How can a blackbird be white? It’s actually not that uncommon

Blackbirds topped the list of a British ‘abnormal plumage’ survey, at over 40%

White blackbird. Illustration: Michael Viney

White blackbird. Illustration: Michael Viney


There are one or two causes for it, but the late-summer disappearance of our garden birds dismayed me more than usual.

Apples on topmost branches were left waiting for their usual blackbird excavation, and the elder tree was drooping with untouched fruit. Our first flycatchers had long vanished and the swallows left far too early, finding midges scarce in the sky. At September’s end I watched a blue tit moving busily between the bells of fuchsia, plumbing each for nectar. Was it missing its quota of spiders and flies or just indulging its notorious sweet tooth in any month of the year?

“Where have all the birds gone?” is a familiar seasonal query to Eye on Nature. It comes often from readers unfamiliar with the nesting birds’ need to moult well-worn feathers once the hard work of breeding and feeding is done.

Wing-feathers are best changed in hiding and in keeping mum for weeks. And many of their young no longer hang about hopefully, but fly off to hedgerows new. Then there are days of stillness and silence, except for the whisper of the sea.

What I missed most were the sight and sound of blackbirds, their special screech of alarm at my passage down the garden path.

Once their young stop bothering them, adult blackbirds change all their feathers, starting as early as July. Their offspring change their fledgling feathers too, their donning of long trousers beginning with the body and wings and ending with the head. This lasts about five weeks and the slow changes on the head can leave the young birds looking ragged and bare in late summer.

It was only in the last days of September that I noticed blackbirds at all – a couple furtively on the move through the fuchsia bush outside my study window. And next day there was a fine glossy male on the path, clearly restored from his lockdown.

White blackbird

What of the bright, white blackbird in my painting, conjured from a sighting more than 30 years ago? Tipped off by a friendly folklorist and racing on my bike, I duly located the changeling along a boreen near the sea.

It was hiding, if that’s the word, in a sombre winter hawthorn, where its pallor played unexpected tricks with size and shape. As one might be thrown, say, at the sight of a scarlet seagull, the bird’s blazing whiteness, its silky gleam in the low winter sun, seemed to demand some exotic explanation. But the fan of its tail and its “chink” of alarm was pure blackbird.

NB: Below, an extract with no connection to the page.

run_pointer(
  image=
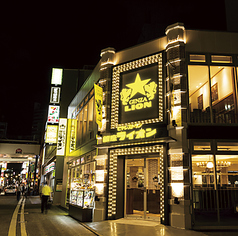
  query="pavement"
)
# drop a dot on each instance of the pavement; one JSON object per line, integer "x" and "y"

I was, of course, many thousands from the first to marvel at a snowy blackbird, Pliny told of them shown in Rome. And in the weighty Birds of Ireland of 1900, Richard Ussher wrote of having seen “a pure white specimen” in his forestry plantations and noted that “white and pied examples of this bird are particularly frequent.”

Pied blackbirds, patched with white, are indeed quite regularly reported to Eye on Nature. And in the UK, in 2011, the British Trust for Ornithology launched an “abnormal plumage” survey, inviting responses from the watchers of garden birds.

After nearly 3,000 records, this witness to weirdness embraced 58 different species, a remarkable total even allowing for Britain’s greater range of garden birds. Blackbirds topped the list, at more than 40 per cent. House sparrows came next, followed by jackdaw and carrion crow.

All these dark birds were marked with strange white feathers, but other species included a chaffinch with a green crown, a siskin with slate-grey wings and a primrose-yellow blue tit.

Progressive greying

What white-patched dark birds have in common is a local lack of cells producing melanin, the pigment of black and brown feathers. This marks them as “leucistic”, a heritable condition. More than three-quarters of the garden sightings were of leucistic birds, including an all-white dunnock.

Particularly common in blackbirds is a kind of acquired leucism the British trust calls “progressive greying”, in which the bird’s white feathers increase with every moult. So my blackbird in the hawthorn could have survived a few winters of Mayo’s whistling gales.

Albinism, a genetic mutation, turns the whole bird white (there’s no such thing as a “partial albino”) unless it has some carotene, the pigment of reds and yellows, in its normal plumage. An albino adult goldfinch, the British trust suggests, would still have its red face and gold wing bars. And my leucistic white cock blackbird, with an adequate carotene quota, had kept his yellow bill.

Albinism leaves the eyes pink, their blood visible through colourless tissue (a white blackbird with dark eyes is leucistic).

Most albino birds die soon after fledging. Not only are they conspicuous, but, through poor eyesight, they don’t see the sparrowhawk first.